Sipping wine and eating delicious vegetarian dishes, we spoke in the sacred space created by community. Sabbath was never something I acknowledged before: it was simply another day to get things done, another day to work on all the things I had laid to the side during the hectic week.

This year my word for the year (in lieu of resolutions) was “present.” Being present is an exercise in slowing down, in being still, in creating a sacred space in the here and now. Being present is prelude and overture of Sabbath.

I was reading about the Sabbath year in Judaism. The Hebrew word used, “shmita” , means literally “release.” Today, I find that symbolic and comforting. To think that every 7th year, God asked the Jews to release – to take a year and just watch life grow around them (without making it happen). Take a year to walk through fields overgrown with wildflowers and weeds and enjoy the beauty of nature.

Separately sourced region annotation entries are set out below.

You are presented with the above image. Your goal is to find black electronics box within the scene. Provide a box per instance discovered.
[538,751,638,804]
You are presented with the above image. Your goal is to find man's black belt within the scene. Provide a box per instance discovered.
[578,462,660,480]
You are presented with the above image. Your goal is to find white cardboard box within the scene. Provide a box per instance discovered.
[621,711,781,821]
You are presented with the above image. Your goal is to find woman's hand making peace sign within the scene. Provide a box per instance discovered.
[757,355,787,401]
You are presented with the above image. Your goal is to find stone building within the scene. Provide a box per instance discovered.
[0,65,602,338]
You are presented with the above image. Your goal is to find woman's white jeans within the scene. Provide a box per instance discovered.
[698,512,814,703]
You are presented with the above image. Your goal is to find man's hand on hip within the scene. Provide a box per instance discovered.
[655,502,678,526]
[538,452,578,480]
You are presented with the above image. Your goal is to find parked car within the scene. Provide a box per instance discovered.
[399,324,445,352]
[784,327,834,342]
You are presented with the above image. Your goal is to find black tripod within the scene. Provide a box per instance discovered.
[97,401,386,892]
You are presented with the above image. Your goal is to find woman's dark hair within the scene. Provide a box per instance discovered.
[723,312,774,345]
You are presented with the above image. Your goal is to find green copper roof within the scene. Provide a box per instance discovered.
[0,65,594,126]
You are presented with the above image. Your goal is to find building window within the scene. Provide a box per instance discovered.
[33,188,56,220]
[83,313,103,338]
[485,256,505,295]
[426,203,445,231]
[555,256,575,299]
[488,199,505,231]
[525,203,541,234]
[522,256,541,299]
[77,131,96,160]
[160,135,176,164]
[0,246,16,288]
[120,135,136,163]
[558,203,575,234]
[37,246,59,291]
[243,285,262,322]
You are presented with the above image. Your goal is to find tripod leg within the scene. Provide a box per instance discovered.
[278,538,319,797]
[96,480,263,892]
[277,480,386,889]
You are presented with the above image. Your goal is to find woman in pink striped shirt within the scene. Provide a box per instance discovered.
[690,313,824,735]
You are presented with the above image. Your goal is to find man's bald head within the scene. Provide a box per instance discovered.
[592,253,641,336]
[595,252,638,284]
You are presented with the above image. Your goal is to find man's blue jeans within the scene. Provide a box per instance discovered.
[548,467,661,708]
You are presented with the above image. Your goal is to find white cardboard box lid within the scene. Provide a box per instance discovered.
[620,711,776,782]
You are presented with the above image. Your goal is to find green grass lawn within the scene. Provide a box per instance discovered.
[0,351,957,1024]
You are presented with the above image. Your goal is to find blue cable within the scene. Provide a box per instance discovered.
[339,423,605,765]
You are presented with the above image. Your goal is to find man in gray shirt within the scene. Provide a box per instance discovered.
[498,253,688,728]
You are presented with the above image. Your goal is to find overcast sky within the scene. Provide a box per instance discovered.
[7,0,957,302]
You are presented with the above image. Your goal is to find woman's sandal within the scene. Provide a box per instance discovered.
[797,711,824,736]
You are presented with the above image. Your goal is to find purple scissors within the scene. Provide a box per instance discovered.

Take a year to sit with your family in a sacred space surrounded by community and eat the fruit of what you have already struggled to produce.

In many ways, this year is my Sabbath year. Certainly, when I chose the word “present” I wasn’t thinking of Sabbath. I wasn’t thinking of rest or release. I was just thinking of intentionally uniting my heart and my body, in one place, in one space of time. But being present has taught me about rest. And it fills me with gratitude when I think about the “release” part of Sabbath.

I have spent my life struggling – I’m fairly certain I struggled coming into the world and, as my grandmother told me, “If there’s more than one way to do something, you can bet we’ll choose the harder way.” Harder felt like penance. It felt like earning what I have. It felt like worthiness to me.

But today I’m learning what it means to let go. Today I’m walking into a year of Sabbath release. Today I’m surrounding myself with the family I chose, and with lighted candles and sing-song prayers, I am making this table a sacred space. It seems like I’m the last to realize that the candles and the food and the muted laughter fill this place with magic and holiness.

My Sabbath involves more than rest (for a moment, on idle, ready to go again at any moment). My Sabbath involves release: release of the reins, release of the expectations, release of the struggle to be worthy. My Sabbath table holds the goodness of work I’ve done and the promise of future success, but in this moment, I rest and I release the plans and projects and fears and busy-ness. I’m so thankful for this community, and for the community I have surrounded myself with on this Sabbath year. I’m so grateful, and in being grateful, I am present.